The opioid receptor is thought to have four receptor subtypes named mu (morphine receptor), sigma (the phencyclidine receptor), kappa (the ketocyclazocine receptor) and delta (the endorphinlenkephalin receptor). The biochemical and cellular effects of morphine, including analgesia, are transduced through the mu opioid receptor (MOR), found in high concentrations within the central nervous system (CNS). The World Health Organization's guidelines for the management of chronic cancer pain recommend that clinicians reserve strong opioids such as oxycodone and morphine for the relief of moderate to severe cancer pain (World Health Organization, 1986) and that two strong opioids should not be co-administered, presumably because it is generally thought that all opioids exert their analgesic effects through the same receptor mechanisms in the CNS.
However, recent studies by Maree Smith and co-workers have shown that the antinociceptive effects of structurally related oxycodone and morphine are differentially antagonized by nor-BNI (a κ-selective opioid antagonist) and naloxonazine (selective μ-opioid receptor antagonist), indicating that they produce antinociception through different opioid receptor mechanisms (see F. B. Ross & M. T. Smith, Pain, 73: 151-157 (1997)). Furthermore, it has been found that co-administration of sub-anti nociceptive doses of oxycodone with morphine to rats results in synergistic levels of antinociception (F. B. Ross et al., Pain, 84, 421-428 (2000)). Importantly, it was found that animals that received the sub-antinociceptive doses of oxycodone and morphine were similar to control animals with respect to CNS side effects. Administration of equipotent-doses of either opioid alone resulted in sedation of the rats. This may suggest that co-administration of sub-analgesic or analgesic doses of oxycodone and morphine to patients may provide synergistic antinociceptive relief with a reduction of CNS-related side effects.
It is known that opioid agonists and antagonists bind in different manners to their respective binding sites and potentially influence the agonist or antagonist response of other molecules, when administered in combination. For example, Holaday et al. reported the cross reactivities of kappa and mu agonists and antagonists in a rat endotoxic shock and rat fluorothyl seizure models and the effects on in vivo changes in striatal cyclic adenosine monophosphate (cAMP) (J. Holaday et al., Research Monograph 71, National Institute on Drug Abuse, 173-187). The authors reported that certain mu antagonists prevent the delta antagonists from blocking or reversing delta agonist effects.

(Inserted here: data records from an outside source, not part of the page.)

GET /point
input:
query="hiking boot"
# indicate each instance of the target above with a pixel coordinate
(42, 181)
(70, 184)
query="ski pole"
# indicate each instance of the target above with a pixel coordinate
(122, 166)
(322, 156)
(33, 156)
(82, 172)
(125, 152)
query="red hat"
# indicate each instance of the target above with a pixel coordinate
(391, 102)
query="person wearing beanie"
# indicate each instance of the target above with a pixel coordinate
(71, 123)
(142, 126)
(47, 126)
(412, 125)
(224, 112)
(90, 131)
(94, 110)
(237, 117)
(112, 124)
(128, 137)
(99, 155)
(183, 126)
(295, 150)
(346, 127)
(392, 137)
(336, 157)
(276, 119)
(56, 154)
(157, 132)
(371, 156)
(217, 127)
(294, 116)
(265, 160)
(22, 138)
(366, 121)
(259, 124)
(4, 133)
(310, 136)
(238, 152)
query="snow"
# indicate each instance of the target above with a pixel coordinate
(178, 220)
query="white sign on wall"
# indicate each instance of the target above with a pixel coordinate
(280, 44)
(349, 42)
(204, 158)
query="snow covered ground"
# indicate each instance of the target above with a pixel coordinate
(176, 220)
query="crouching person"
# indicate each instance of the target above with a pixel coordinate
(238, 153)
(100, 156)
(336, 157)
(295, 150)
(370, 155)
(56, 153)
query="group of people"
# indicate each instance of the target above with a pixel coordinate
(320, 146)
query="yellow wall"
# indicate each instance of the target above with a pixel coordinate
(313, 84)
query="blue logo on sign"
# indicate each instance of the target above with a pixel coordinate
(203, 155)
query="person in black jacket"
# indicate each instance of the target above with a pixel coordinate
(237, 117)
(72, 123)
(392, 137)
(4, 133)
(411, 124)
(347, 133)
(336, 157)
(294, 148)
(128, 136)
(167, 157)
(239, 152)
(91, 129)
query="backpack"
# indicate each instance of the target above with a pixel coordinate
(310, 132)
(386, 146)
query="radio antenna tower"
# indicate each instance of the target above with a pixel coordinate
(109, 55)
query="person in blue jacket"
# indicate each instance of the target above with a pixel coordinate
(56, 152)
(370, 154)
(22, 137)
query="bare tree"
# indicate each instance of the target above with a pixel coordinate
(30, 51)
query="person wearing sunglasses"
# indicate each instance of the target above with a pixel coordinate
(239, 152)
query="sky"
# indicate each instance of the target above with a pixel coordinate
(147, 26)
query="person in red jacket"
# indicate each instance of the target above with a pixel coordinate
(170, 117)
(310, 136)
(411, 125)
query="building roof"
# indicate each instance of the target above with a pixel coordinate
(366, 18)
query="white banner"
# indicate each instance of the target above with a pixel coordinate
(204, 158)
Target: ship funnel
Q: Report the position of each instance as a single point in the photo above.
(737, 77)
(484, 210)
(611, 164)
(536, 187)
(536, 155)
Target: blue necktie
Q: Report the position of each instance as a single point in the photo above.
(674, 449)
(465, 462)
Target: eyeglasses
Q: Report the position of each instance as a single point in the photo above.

For example, it was reported that administration of the mu antagonists naloxazone or β-funaltrexamine (β-FNA) prior to the δ-selective antagonist ICI 154,129 or high doses of naloxone in rats subjected to endotoxemia, resulted in the δ-antagonists no longer effectively reversing endotoxic shock hypotension.
Dosaka-Akita et al. reported that administration of the selective kappa opioid agonist U-50,488H, which by itself had no significant effect on respiration or cardiovascular function, antagonized the acidotic, hypoxemic and hypercapnic effects of subsequently administered mu receptor agonist [D-Ala2,N-Methyl-Phe4, Gly-ol]enkephalin (DAMGO). Administration of U-50,488H prior to administration of DAM GO substantially eliminated the effect of DAMGO on arterial pH, PaO2 and PaCO2. Pretreatment with U-50,488H significantly antagonized morphine-induced acidosis, hypercapnemia and hypoxemia. However, pre-treatment with U-50,488H did not antagonize the morphine effect on increased respiratory rate. This observation highlights the complex nature of opioid agonist and antagonist interaction and the unpredictability of the effect of sequentially administering multiple opioid receptor agonists and/or antagonists.
The present invention provides methods and compositions for the alleviation of pain in a patient comprising the sequential administration of mu and/or kappa opioid receptor agonists to the patient. The methods and compositions provided herein are effective for the alleviation of pain while decreasing certain undesirable side effects of opioid analgesics.